Je me retrouvai rapidement à l’HP puis dans le centre de post-cure à l’extérieur de la ville où ma mère m’avait mis la fois où j’étais adolescent. J’étais malheureux et seul. Les docteurs ne savaient pas trop ce que j’avais, alors ils ont émis le diagnostic de troubles Schizo-affectifs. Ils m’ont donné un anti-dépresseur du nom de Celexa et un anti-psychotique atypique nommé Zyprexa. Tous les jours, j’allais en thérapie de groupe. Il y avait une ferme bio pas très loin du centre. Quelques semaines après mon arrivée, ils me laissèrent y travailler bénévolement plusieurs heures par jour.
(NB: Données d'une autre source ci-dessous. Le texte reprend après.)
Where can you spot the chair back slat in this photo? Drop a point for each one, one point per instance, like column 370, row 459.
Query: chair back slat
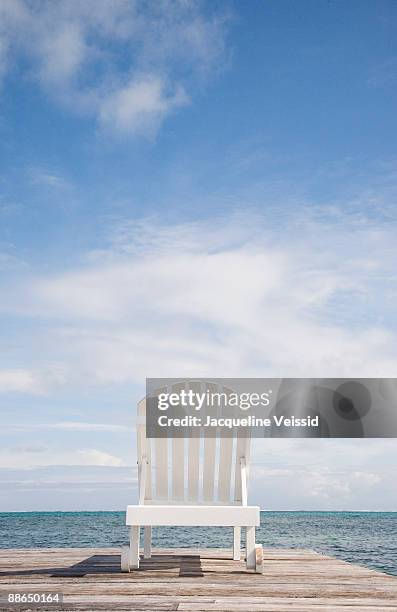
column 178, row 469
column 193, row 475
column 242, row 450
column 225, row 469
column 144, row 447
column 209, row 468
column 207, row 463
column 178, row 459
column 161, row 446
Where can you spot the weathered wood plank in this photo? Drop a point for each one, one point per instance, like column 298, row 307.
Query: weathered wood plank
column 198, row 580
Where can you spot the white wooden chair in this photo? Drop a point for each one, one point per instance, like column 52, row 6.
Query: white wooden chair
column 200, row 495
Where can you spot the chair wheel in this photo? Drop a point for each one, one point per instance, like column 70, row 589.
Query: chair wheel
column 259, row 558
column 125, row 559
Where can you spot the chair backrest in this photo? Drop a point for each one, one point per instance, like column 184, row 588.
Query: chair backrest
column 197, row 470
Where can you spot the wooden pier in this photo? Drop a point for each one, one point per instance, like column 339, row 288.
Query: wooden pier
column 202, row 580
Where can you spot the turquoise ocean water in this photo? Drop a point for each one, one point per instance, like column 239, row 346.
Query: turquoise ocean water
column 366, row 538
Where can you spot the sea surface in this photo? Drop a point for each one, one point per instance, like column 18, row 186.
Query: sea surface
column 365, row 538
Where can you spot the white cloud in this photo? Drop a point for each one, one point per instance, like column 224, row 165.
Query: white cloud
column 27, row 458
column 140, row 106
column 223, row 298
column 19, row 380
column 69, row 426
column 128, row 64
column 32, row 381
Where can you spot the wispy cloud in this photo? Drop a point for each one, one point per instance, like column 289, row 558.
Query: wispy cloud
column 48, row 178
column 69, row 426
column 27, row 458
column 226, row 295
column 128, row 64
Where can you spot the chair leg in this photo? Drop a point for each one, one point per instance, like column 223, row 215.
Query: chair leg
column 250, row 547
column 236, row 543
column 147, row 542
column 134, row 546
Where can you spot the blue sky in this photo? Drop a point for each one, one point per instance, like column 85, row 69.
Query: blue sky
column 203, row 189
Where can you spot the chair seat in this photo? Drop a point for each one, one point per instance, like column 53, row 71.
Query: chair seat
column 216, row 516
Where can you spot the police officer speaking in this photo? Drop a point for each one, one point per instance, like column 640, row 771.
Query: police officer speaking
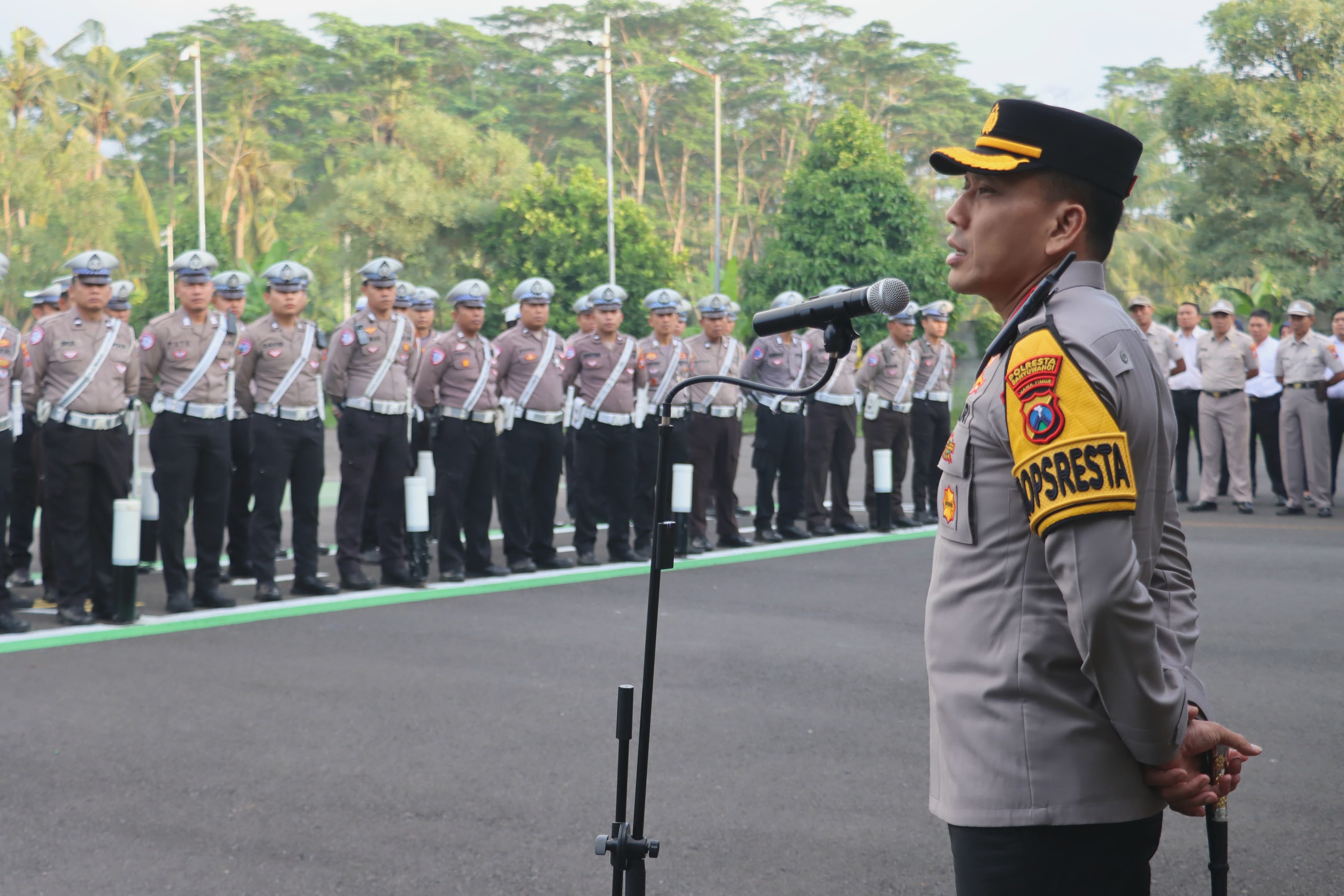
column 280, row 387
column 190, row 353
column 372, row 366
column 1061, row 618
column 85, row 375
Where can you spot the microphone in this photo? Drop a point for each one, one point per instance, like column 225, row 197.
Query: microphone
column 885, row 297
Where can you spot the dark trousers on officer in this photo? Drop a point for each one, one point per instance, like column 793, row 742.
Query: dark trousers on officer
column 374, row 460
column 930, row 425
column 1187, row 421
column 647, row 471
column 831, row 434
column 889, row 430
column 605, row 458
column 1265, row 428
column 84, row 472
column 530, row 479
column 777, row 453
column 240, row 496
column 716, row 445
column 287, row 452
column 1056, row 860
column 464, row 460
column 193, row 465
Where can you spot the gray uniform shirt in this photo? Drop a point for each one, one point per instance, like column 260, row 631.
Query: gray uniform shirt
column 1308, row 359
column 1058, row 667
column 350, row 366
column 173, row 346
column 1224, row 363
column 61, row 348
column 451, row 370
column 265, row 355
column 884, row 370
column 519, row 353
Je semais des graines ou rempotais des plantes dans la serre. Au bout d’un moment, les ayant convaincus de me laisser y vivre, je déménageai du centre de post-cure pour n’y retourner qu’en soins ambulatoires quelques fois par semaine.
Au bout de quelques mois, je réalisai enfin, pour la première fois, que les médicaments me faisaient du bien. Ce n’était pas les circonstances – je sentais véritablement un effet chimique. Petit à petit tout ce bruit affreux, ces pensées noires s’estompaient et je recommençais à me sentir bien. Je me souviens d’un moment au début de l’été où, en regardant un coucher de soleil, je sentis que j’étais heureux pour la première fois depuis des mois. Installé à plein temps à la ferme, je descendais en ville le week-end pour travailler au marché paysan et j’en profitais pour passer du temps avec mes amis.
Les médicaments avaient beau me faire un bien évident, je ne les considérais que comme une solution provisoire. Ils me faisaient prendre du poids, j’avais toujours du mal à me lever le matin, j’avais toujours la bouche sèche. Comme ils étaient assez nouveaux, même les médecins ne savaient pas quels effets secondaires ils pouvaient avoir sur le long terme. D’ailleurs, l’idée même me mettait mal à l’aise. Comment pourrais-je en parler à mes amis_? Et s’il y avait une crise économique globale et qu’au lieu de courir partout avec mes potes à brûler des banques et abattre les murs de béton, j’en bavais à cause du manque causé par le sevrage de médocs auxquels je n’aurais plus accès_? Je ne voulais pas dépendre des médicaments de L’Homme.
Pourtant, je ne me faisais pas excessivement de soucis pour le long terme. J’étais content d’avoir retrouvé ma vie. Quand les feuilles commencèrent à changer de couleur, je préparais déjà mon retour vers la côte Ouest, où j’allais retrouver mes proches, en Californie. Il y avait une chambre disponible dans une maison collective, un boulot a Berkeley et un bon groupe de potes qui m’y attendaient. Je passais du temps avec Sera, une militante nomade sympa, si bien que nous avons fait le projet de traverser le pays en stop jusqu’à Seattle pour aller aux grandes manifestations contre l’Organisation Mondiale du Commerce. Aux premières gelées, la ferme fut rangée pour l’hiver et quelques jours plus tard Sera et moi étions en route.
Retrouvant mes habitudes, je recollais doucement les morceaux de ma vie.